Cat pulled a chair over and sat across the counter from her, then popped the cap off a Bud Light and downed a swig.
“People,” she continued, back at staring at the bottom of her glass, “that’s my problem. I suck at people, and that’s a fact.”
Cat touched her had gently and smiled tentatively.
“Cat, why can’t I trust anyone?”
He put the beer bottle on the counter.
“You trust me, don’t you?”
“With my life,” she answered without hesitation. “Since the first day I met you.”
“Why?” he asked quietly, and waved at a customer who was leaving. “You didn’t know me back then. You didn’t know anything about me.”
Memories flooded her mind, catching her breath, and welling up her eyes. That night she’d stumbled through his door, barely alive, blood gushing from her wounds, her clothes in shreds, and had collapsed right there, on the dirty barroom floor. He’d asked her if she wanted to call 911, and she’d refused vigorously, so he took care of her himself. When she woke up the next day, her wounds were dressed neatly, and her pain had somewhat subsided, her physical pain anyway. The first thing she saw when she woke up was Cat, dozing off in an armchair near her bed, watching over her. She slept for days in the small apartment above the bar, while his patrons sought liquor elsewhere, finding Media Luna closed, day after day. Until she was ready
to face the world again.
“I was a rescue mutt,” she eventually said quietly, “who landed on your doorstep about to draw my last breath. You saved me, Cat. I can never thank you enough.”
“Yes, you can,” he replied gently. “Trust other people, or at least try. Just a little bit, and see what happens. You might find some friends out there. You might find a new life.”
“Huh,” she whispered, “that’s exactly what he said.”
“Your boss?”
“God, no, although he might know by now something’s off about me.
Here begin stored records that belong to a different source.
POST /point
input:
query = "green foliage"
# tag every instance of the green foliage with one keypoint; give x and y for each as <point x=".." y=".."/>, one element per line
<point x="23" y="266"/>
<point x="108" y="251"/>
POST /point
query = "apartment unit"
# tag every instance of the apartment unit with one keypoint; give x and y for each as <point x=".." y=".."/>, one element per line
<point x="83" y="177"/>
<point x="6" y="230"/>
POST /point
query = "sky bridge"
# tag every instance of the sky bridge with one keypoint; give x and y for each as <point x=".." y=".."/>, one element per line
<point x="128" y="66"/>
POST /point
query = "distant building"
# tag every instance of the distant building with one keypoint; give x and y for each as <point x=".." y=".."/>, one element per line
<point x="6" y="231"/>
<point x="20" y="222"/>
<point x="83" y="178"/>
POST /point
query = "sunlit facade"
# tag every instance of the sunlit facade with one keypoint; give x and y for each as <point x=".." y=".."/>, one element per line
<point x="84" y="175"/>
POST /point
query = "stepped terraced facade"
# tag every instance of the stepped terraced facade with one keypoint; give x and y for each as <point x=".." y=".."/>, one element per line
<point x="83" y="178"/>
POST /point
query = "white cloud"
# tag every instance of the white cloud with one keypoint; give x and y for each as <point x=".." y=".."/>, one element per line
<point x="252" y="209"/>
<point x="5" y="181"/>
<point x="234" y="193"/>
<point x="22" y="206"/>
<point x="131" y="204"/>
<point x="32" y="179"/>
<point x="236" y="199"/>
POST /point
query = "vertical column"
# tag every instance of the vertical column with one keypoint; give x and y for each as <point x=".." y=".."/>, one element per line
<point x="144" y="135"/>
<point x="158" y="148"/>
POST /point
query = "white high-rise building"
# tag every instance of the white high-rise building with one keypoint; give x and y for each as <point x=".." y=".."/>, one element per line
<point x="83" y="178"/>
Another guy from work, a profiler. He figured out I have PTSD. He called me on it.”
“I was surprised that didn’t happen sooner, kiddo. These guys, that’s what they do every day. You told me that.”
“Uh-huh, I know,” she replied, sipping some more of her drink.
“Are you in trouble?”
“I could be, you know. I’m surprised he didn’t report me already. Procedures are clear; unmanaged PTSD excludes agents from field duty. He broke the rules for me, and he barely knew me.”
Cat smiled widely.
“What do you know… someone broke the rules for you without even knowing you. Gee, I wonder how that could ever happen.”
She looked at him, confused for a split second, then lowered her head to hide her tearful smile. That awful night ten years ago, when he hadn’t called the cops to report her assault, he had broken the law for her. He’d broken the law, and that had given her a life, a career without shame, without the public stigma of rape marking every day of her existence.
She kept her eyes riveted on the counter’s shiny surface, speechless.
“Yes, I’m calling you on it too, Tess. Trust someone tomorrow. Try. Then come on over for a burger and a drink, and let me know how it went. We’ll talk about it.”
She sat quietly, staring into emptiness, absorbing Cat’s words. He checked to see if anyone else was left in the bar, then switched off the “Open” sign.